Life at the end of the road

October 22, 2008

The first pour

Filed under: Uncategorized — lifeattheendoftheroad @ 8:43 pm

I never really got past yesterday lunchtime with my last post as I was pure knackered and I’ll probably not finish this one either because I’m even more wrecked today! As for my first day on the winter timetable we had three extra sailings and almost an extra one after 17:30! The day got off to a most promising start with the low but bright morning sun giving all the workers traveling on the ferry a little more enthusiasm than normal.

Rainbow on Goat island

Rainbow on Goat island

The reddish light from the sun making even the shower  behind this rainbow to the north look appealing as it headed towards the harbour works.

The 'happy' workers

The 'happy' workers

Now this photo may seem exceedingly dull being as how it’s the back of 25 people mainly in ‘Hi Viz’ jackets walking up the slipway, but seeing all this activity on Raasay on a sunny autumn morning made me feel quite upbeat. Especially as all I hear these days is doom and gloom.

80 cubic meters of concrete poured into the sea!

The extra run in the morning meant an exceedingly short lunch break so I never had time to go and see the village hall ‘Ground source’ heating system being commissioned which is a shame because it’s something I’m very interested in. I did however get chance to take a couple of pics from up the ‘Battery’ of the harbour works. The ‘Battery’ being Raasay’s contribution to the nations defenses against a French invasion.

Kobelco CKE 1800

Kobelco CKE 1800

The 185ton Kobelco crawler crane had arrived, was being assembled and just look how small that cement mixer looks next to it. This crane was taken in pieces on several large lorries to the old ‘Howard Doris’ yard at kishorn for partial assembly before being transported by sea to Raasay, there’s pics here https://lifeattheendoftheroad.wordpress.com/2008/10/01/raasay-pier-is-almost-finished/ of it at Kishorn.
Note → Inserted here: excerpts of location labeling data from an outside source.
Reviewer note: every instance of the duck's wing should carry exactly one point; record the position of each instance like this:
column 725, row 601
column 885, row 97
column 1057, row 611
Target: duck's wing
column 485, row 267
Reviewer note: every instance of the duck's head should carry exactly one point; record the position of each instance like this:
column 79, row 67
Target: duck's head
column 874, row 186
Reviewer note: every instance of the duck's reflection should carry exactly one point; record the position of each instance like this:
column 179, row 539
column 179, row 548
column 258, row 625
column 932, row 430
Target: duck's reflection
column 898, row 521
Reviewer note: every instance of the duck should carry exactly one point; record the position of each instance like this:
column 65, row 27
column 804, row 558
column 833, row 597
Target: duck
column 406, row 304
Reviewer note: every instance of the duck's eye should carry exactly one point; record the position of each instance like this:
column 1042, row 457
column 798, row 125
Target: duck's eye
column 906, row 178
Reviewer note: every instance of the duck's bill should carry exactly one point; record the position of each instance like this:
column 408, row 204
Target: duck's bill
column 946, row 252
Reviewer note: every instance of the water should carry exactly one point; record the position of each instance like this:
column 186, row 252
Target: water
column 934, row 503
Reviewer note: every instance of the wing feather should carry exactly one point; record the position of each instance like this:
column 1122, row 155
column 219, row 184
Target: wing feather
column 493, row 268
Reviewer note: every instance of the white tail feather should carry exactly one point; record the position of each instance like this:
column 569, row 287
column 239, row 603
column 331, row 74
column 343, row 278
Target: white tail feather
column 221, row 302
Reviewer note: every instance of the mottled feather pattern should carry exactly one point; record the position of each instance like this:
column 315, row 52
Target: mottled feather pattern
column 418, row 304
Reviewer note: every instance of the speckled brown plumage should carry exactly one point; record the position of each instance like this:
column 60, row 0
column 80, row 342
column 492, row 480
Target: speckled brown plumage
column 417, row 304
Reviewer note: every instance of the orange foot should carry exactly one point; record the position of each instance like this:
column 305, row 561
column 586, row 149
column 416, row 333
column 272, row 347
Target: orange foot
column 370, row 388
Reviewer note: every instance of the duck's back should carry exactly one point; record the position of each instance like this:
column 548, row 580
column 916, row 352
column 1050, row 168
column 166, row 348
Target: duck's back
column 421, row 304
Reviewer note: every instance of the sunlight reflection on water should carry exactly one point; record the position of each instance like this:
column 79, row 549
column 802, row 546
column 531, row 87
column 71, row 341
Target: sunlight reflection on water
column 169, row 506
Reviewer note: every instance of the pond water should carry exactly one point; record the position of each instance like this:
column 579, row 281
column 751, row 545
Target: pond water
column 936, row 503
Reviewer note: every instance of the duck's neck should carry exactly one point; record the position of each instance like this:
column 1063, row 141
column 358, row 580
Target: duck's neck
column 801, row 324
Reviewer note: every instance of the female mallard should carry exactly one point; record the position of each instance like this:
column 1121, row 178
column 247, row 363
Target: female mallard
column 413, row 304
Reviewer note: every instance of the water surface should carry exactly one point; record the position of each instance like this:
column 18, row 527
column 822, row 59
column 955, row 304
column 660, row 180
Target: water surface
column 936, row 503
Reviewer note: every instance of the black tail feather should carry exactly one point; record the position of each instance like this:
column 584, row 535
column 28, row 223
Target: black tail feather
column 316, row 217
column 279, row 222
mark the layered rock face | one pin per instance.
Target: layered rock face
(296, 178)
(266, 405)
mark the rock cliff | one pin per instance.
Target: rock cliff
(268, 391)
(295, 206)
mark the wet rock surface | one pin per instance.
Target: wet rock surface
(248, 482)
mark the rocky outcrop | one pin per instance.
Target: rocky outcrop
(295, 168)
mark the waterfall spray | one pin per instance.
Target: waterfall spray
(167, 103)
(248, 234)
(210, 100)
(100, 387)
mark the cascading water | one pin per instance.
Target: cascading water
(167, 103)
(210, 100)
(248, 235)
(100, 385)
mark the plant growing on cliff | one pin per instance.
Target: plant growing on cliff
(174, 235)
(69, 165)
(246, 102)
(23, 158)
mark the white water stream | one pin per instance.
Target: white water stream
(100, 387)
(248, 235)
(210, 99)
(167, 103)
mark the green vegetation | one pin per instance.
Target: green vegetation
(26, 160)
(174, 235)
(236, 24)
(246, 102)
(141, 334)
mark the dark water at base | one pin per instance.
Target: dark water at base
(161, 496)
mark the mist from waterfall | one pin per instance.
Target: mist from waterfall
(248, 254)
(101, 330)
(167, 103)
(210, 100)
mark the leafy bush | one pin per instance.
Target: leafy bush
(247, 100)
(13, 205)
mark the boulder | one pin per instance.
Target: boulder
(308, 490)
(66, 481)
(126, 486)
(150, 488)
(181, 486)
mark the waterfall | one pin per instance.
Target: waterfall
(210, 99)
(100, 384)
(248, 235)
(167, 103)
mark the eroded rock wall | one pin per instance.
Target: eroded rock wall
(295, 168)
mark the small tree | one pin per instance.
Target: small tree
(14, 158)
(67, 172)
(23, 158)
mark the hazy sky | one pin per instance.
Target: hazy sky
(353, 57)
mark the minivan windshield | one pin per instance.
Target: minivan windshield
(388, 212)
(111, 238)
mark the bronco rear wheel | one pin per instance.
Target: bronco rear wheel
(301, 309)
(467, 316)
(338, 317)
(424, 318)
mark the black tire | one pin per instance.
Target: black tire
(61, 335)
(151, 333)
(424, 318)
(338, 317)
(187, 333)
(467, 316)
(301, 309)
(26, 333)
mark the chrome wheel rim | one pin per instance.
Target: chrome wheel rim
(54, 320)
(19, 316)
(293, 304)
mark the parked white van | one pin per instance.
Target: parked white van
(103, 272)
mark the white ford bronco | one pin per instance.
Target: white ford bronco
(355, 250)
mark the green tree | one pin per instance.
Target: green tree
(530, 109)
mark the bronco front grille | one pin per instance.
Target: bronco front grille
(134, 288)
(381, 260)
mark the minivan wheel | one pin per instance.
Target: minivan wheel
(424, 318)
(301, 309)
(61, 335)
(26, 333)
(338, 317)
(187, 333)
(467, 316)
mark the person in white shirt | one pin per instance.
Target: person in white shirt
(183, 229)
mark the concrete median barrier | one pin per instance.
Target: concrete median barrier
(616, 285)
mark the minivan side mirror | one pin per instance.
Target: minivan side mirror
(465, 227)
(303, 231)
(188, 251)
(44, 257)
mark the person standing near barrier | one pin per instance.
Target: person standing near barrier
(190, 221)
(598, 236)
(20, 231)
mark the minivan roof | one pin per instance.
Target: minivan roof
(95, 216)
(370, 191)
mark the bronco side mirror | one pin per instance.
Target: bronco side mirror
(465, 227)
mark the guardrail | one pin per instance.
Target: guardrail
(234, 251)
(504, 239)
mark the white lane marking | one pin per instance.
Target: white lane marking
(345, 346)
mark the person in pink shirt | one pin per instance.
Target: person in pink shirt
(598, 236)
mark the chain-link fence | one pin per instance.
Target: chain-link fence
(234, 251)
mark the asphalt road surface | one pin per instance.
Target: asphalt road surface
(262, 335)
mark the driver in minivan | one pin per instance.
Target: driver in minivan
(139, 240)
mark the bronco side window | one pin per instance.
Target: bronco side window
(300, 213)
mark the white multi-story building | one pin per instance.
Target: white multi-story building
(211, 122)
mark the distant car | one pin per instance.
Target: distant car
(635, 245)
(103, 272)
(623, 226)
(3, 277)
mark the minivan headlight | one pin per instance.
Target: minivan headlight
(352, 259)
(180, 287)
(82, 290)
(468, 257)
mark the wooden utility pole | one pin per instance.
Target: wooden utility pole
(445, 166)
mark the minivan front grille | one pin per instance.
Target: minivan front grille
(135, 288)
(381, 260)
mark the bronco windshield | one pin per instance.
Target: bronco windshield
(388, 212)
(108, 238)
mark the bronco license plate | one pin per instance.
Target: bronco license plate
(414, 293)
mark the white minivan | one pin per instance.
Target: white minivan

All this activity was in preparation for the first pour of concrete into the shutters ( that big square yellow thing between the orange boat and crane ) that had been placed on the sea bed as a base for the blocks that were made at Kishorn ( check out the above link )

Golden Emblem 22/10/08

Golden Emblem 22/10/08

And speaking of French invaders, Louis had been busy on the Golden Emblem and was paneling the outside of his galley.  The afternoon was just as busy as the morning and I heard by around 15:00 that about 80 cubic meters of concrete had been poured into the first section of shuttering on the sea bed, and that’s about it it’s not even 10:00pm and I’m off to my bed!